Ele acaba de a visitar, agora. Traz consigo uma pilha de imundices, querendo-a manchada e estragada. Sangra a tua vista, a ponto de nunca mais poder ser outra coisa senão aquilo em que te envolveu. Esse é o medo que a faz tremer as cortinas, pois sem poder correr, condenada está a ser quebrada, a sofrer danos irreversíveis. Dependerá da casa se prestar a colocá-la sobre outra margem - e ela não é boba para te perder de vista...
Janela, sabe esse esfumaçar de vida a qual chama de crepúsculo, a mesma palavra dessa coisa em que te metem? Poeira sobra para levantar paisagens, constelações, idílios longínquos dos quais assisto da ponta de minha janela.Às vezes penso que você também se quede por tais fantasias idiotas, e não tão somente da parte do alívio prático, quando o cristalino te recupera, tirando-a do fundo do esquecimento maldito que o mundo a quer.
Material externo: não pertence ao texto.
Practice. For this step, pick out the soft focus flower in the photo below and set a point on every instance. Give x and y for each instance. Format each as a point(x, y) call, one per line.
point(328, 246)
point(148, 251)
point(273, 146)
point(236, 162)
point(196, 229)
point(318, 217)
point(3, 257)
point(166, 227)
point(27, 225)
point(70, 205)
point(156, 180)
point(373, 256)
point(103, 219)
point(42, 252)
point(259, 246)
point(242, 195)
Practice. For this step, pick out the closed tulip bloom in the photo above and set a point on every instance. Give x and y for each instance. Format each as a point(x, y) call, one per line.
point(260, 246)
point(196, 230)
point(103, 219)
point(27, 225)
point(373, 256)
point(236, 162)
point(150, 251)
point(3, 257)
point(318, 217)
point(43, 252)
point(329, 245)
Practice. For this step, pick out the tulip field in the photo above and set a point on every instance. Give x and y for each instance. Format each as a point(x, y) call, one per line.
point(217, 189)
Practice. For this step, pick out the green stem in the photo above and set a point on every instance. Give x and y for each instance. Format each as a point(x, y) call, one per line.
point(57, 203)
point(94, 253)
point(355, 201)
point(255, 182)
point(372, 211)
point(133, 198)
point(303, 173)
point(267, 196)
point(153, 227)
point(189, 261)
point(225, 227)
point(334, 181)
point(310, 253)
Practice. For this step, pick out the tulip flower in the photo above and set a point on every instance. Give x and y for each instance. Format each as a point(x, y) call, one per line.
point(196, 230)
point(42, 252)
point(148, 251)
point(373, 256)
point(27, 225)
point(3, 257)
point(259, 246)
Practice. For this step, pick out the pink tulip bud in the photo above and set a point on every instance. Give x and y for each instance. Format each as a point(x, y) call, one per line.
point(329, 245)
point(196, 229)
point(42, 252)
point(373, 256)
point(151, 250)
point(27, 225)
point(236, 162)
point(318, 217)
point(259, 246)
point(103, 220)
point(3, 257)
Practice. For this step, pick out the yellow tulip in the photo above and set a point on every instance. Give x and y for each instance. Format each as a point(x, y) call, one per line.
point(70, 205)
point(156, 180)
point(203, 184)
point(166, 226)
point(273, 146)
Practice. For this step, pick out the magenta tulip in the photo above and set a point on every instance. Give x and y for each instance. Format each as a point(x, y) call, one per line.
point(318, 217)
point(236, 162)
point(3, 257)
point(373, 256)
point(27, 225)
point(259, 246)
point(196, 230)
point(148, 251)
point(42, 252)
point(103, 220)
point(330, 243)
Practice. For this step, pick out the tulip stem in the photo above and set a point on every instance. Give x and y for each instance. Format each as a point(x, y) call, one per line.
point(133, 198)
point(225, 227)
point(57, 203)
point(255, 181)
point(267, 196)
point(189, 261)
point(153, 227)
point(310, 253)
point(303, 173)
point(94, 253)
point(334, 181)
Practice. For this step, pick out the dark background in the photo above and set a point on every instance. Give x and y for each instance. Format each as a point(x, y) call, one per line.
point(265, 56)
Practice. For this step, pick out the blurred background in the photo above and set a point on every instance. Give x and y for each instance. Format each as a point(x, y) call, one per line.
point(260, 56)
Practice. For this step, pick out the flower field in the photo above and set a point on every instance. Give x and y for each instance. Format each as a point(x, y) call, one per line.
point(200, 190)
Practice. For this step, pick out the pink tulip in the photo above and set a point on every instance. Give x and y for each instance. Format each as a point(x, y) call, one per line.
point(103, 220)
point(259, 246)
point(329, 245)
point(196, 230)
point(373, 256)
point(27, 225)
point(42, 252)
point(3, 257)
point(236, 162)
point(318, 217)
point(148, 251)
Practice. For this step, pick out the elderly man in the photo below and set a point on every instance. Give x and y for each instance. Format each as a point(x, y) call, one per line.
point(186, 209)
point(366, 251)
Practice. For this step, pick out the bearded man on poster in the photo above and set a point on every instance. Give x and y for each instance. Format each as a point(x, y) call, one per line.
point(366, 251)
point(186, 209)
Nocauteada, você sorri depois, por conseguir transfigurar a realidade, sentindo-se satisfeita por te desfigurarem, dando a ligeira impressão de estar acima daquele que a fere...
A sujeira desce, se junta ao que restou das outras vezes e por lá fica como lembrança a reafirmar presença. O relevo cresce, naturalmente. E a cada vez que o mundo desemboca, o coração bate depressa, o pano levantado. Chega um ponto em que estoura e vaza o passado, escorrendo lacrimal até a mesa de sua cozinha refinada, embebendo o tecido de sua gênese espalmada, soberana, tal qual uma estatueta num dia chuvoso.
Cansada, sem se cansar, caminha a presença da janela às portas do se poder sonhar.
Inspirado num vídeo performático de uma querida pessoa.